With the support of both Scudder and Page, Houghton Mifflin published The Wife of his Youth and Other Stories of the Color Line in 1899, which included "The Passing of Grandison", which turned slave narratives around. That year, he also published his The Conjure Woman, a collection of his dialect or local color stories. The next year, Chesnutt's first novel The House Behind the Cedars was published by the same company. Chesnutt advised his editor Harry D. Robins of his intentions with The Wife of His Youth and Other Stories of the Color Line:
"The book was written with the distinct hope that it might have its influence in directing attention to certain aspects of the race question which are quite familiar to those on the unfortunate side of it; and I should be glad to have that view of it emphasized if in your opinion the book is strong enough to stand it; for a sermon that is labeled a sermon must be a good one to get a hearing".

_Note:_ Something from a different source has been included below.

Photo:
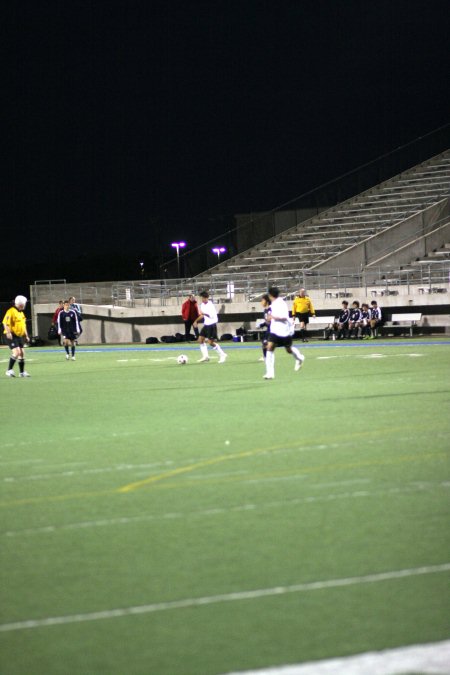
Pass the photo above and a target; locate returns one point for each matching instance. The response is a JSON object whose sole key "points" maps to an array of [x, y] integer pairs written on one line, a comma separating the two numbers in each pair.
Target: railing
{"points": [[428, 275]]}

Many years later, Carl Van Vechten, who corresponded with Chesnutt, included a character in his novel, Nigger Heaven (1926), who reads "The Wife of His Youth" and its accompanying stories. The character despairingly realizes he will never write as well as Chesnutt. From the book:
He lifted The Wife of his Youth from its place on the table and opened its pages for the hundredth time. How much he admired the cool deliberation of its style, the sense of form, but more than all the civilized mind of this man who had surveyed the problems of his race from an Olympian height and had turned them into living and artistic drama. Nothing seemed to have escaped his attention, from the lowly life of the worker on the Southern plantation to the snobbery of the near whites of the north. Chesnutt had surveyed the entire field, calmly setting down what he saw, what he thought and felt about it.